A Monday meeting promoted as a discussion of how low oil prices affect the local economy turned into a rallying cry against new and proposed oil regulations.
There was some talk of why prices have fallen by half since June, and how that leads to layoffs and lower tax receipts for local government.
But the event's three industry speakers focused more on economic challenges posed by oil field regulations intended to protect the environment.
"The falling barrel prices are just one issue that we're facing," said one of the speakers, Nick Ortiz, a representative of the Western States Petroleum Association trade group.
He joined local oil producer Chad Hathaway and Blair Knox, representing the California Independent Petroleum Association, in urging county residents to show their support for the industry by joining oil-friendly groups or attending government meetings where regulations are discussed.
Regulations tend to raise oil producers' costs, which makes Californian crude less competitive on the global market, the speakers explained.
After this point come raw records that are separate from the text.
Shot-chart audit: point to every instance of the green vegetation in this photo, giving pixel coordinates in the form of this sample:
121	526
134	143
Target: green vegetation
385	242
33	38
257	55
They addressed new rules regarding the well stimulation technique known as hydraulic fracturing, laws limiting greenhouse gas emissions, the likelihood of new groundwater regulations affecting oil and gas production, and Kern County's efforts to turn local oil permitting into a strictly ministerial process.
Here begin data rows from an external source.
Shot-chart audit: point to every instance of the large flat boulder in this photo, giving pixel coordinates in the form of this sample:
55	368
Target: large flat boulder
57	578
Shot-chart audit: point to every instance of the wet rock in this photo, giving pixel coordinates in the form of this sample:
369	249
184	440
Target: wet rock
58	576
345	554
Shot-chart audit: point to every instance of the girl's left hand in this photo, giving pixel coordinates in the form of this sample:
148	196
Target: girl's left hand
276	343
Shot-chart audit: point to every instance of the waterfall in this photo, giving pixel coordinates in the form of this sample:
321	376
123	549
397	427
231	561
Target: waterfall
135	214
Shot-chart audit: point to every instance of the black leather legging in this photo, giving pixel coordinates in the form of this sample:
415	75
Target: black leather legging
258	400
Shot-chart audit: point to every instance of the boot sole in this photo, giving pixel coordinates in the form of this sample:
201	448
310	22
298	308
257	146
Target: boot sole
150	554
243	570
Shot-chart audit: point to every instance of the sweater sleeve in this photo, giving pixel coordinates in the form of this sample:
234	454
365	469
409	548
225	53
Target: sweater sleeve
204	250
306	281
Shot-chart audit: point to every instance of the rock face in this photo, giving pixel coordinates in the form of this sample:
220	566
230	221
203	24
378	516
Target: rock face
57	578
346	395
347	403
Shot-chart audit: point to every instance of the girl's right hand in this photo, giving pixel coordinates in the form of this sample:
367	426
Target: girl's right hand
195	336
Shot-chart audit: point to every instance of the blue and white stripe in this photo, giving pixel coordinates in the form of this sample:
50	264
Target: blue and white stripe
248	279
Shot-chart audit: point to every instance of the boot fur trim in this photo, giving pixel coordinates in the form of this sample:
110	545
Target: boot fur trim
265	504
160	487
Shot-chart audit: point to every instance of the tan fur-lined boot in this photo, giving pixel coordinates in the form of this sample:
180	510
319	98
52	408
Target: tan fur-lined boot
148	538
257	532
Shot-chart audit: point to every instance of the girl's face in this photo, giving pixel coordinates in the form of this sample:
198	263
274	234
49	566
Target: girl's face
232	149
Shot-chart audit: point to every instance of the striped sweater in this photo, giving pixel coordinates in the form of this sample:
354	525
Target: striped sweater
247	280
Prodded by an event moderator to make a prediction about prices, Hathaway said he expects to see oil selling at $75 per barrel within 18 months.
He also recalled working in the industry when oil was selling at about $15 per barrel, which he said makes the current level of about $50 look strong by comparison.
"We're gonna be OK," he said.
About 100 people attended the breakfast meeting organized by the Greater Bakersfield Chamber of Commerce and sponsored by local oil producer Aera Energy LLC.